Deleting Objects from Versioning-Suspended Buckets

If versioning is suspended, a DELETE request:

*Can only remove an object whose version ID is null
Doesn't remove anything if there isn't a null version of the object in the bucket.

*Inserts a delete marker into the bucket.

Working with Delete Markers

A delete marker is a placeholder (marker) for a versioned object that was named in a simple DELETE request. Because the object was in a versioning-enabled bucket, the object was not deleted. The delete marker, however, makes Amazon S3 behave as if it had been deleted.
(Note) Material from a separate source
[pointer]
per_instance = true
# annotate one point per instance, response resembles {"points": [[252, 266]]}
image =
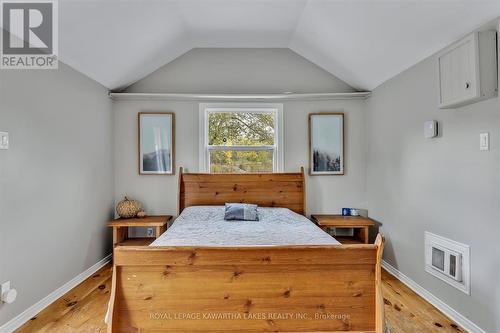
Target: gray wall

Delete markers accrue a nominal charge for storage in Amazon S3. The storage size of a delete marker is equal to the size of the key name of the delete marker. A key name is a sequence of Unicode characters. The UTF-8 encoding adds from 1 to 4 bytes of storage to your bucket for each character in the name.

Removing Delete Markers

To delete a delete marker, you must specify its version ID in a DELETE Object versionId request. If you use a DELETE request to delete a delete marker (without specifying the version ID of the delete marker), Amazon S3 does not delete the delete marker, but instead, inserts another delete marker.

ncw · June 27, 2018, 8:28am

That is very helpful thank you.

I think the thing to do next would be to make an make a new issue on github. If you could cut and paste the above in that would be very helpful (if you edit your post you can copy the raw markdown which will work in github too).

I suppose the question would be whether to do a full integration like the b2 versioning or not?

I guess there is probably a way of rclone detecting whether versioning is enabled (or suspended) in a bucket so it could all be automatic.